Percy snorts. "Wish my mom thought like that. She sic-ed me with Perseus without a care in the world as to how that would go over in middle school." He makes eye contact again, pulling that smile right back out. Being in such close quarters with him has her shaking like a leaf, but that smile is almost infectious. "So, Tesla, huh? Isn't that the pigeon guy?"
A laugh escapes her. "You could call him that. Personally, I remember him by his inventions and philosophies—but yes, he did quite like pigeons."
The elevator light blinks just before the doors open, and as nice as Percy seems, she's relieved to be on her floor—safety, space, and sleep all just a few yards away. "This is me."
Percy waves as she steps into the hallway. "It was nice to meet you, Annabeth. If you or Nik need anything, feel free to come by. A friend, a cousin, and I all room together, and someone's normally around if you need a hand."
"Thanks, Percy.
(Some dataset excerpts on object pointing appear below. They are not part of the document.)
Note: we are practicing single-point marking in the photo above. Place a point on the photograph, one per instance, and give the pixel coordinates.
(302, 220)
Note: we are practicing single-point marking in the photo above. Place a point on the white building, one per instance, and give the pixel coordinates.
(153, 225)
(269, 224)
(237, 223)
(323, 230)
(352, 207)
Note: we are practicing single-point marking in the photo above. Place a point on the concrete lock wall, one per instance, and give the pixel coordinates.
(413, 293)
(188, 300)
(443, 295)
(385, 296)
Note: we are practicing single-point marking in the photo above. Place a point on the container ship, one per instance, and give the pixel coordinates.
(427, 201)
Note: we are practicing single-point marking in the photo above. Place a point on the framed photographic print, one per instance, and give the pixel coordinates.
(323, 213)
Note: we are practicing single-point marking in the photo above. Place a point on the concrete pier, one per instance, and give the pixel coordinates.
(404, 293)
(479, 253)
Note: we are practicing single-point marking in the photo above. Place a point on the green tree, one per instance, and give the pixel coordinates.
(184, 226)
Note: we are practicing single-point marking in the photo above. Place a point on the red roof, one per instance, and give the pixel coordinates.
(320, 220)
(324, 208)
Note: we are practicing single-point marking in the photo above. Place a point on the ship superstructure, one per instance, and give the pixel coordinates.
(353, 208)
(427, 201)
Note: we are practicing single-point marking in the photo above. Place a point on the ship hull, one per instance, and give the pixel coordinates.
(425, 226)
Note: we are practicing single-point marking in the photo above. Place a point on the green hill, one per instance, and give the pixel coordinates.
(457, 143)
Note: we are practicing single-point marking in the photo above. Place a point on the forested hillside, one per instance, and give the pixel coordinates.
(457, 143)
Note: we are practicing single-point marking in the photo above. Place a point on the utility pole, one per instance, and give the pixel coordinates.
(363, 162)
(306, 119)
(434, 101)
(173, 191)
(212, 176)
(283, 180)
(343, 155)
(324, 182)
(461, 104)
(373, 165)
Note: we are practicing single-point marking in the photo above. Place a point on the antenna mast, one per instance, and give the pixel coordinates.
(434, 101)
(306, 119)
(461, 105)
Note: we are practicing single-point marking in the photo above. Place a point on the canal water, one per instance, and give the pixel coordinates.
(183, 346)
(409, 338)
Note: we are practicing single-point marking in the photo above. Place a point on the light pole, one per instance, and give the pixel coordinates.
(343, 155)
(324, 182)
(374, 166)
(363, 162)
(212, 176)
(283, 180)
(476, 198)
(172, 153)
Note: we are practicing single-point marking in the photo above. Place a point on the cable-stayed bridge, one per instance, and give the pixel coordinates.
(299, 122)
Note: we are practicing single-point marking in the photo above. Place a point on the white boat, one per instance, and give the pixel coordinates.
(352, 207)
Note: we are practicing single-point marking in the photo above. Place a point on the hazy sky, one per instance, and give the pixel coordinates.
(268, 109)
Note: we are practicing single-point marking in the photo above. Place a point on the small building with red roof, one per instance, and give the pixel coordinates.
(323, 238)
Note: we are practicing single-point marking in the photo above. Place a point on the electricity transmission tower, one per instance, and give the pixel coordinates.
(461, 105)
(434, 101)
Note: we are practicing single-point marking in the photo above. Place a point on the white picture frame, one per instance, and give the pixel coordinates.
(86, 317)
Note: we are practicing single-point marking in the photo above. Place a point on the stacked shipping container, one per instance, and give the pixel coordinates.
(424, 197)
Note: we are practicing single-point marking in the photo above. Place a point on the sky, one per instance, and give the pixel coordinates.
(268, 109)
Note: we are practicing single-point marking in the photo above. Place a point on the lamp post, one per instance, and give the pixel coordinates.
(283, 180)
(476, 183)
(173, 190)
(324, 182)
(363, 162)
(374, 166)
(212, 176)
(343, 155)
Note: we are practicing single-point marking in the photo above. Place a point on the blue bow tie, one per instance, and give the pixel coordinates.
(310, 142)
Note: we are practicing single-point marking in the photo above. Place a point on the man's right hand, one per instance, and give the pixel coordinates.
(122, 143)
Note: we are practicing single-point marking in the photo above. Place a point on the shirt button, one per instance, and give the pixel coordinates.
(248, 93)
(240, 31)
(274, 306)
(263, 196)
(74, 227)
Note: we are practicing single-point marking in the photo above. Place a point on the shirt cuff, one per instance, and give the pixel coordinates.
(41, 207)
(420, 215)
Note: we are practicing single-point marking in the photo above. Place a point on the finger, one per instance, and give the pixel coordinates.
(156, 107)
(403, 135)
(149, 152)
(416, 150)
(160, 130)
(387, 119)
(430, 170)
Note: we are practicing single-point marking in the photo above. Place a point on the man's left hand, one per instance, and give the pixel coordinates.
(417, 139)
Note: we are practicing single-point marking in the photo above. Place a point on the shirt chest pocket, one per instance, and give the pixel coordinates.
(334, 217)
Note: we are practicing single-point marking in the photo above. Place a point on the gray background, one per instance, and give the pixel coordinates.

Have a good night." The word 'night' is clipped by the elevator doors sliding shut, and she takes her first deep breath since getting on the elevator, the hand not on Nik sliding from her its instinctive place on her pepper spray to her keys inside her pocket.
She double and triple checks the locks before carefully laying Nik back in the playpen, silently begging him not to wake back up as she climbs into the twin bed in the corner of the studio apartment.
The conversation with Percy has rattled her; he seems genuine, and it's promising to have an acquaintance in the building so soon. She won't go to his apartment, of course—but maybe the next time she sees Piper, the only friend she's made since running full speed from Virginia eight months ago, she can ask if she's ever seen him around campus.
The easygoing boy with the bright, tired eyes is the last thing running through her overworked mind before she falls right back into REM, her body too desperate for the two and a half hours she might still squeeze in to worry about tomorrow.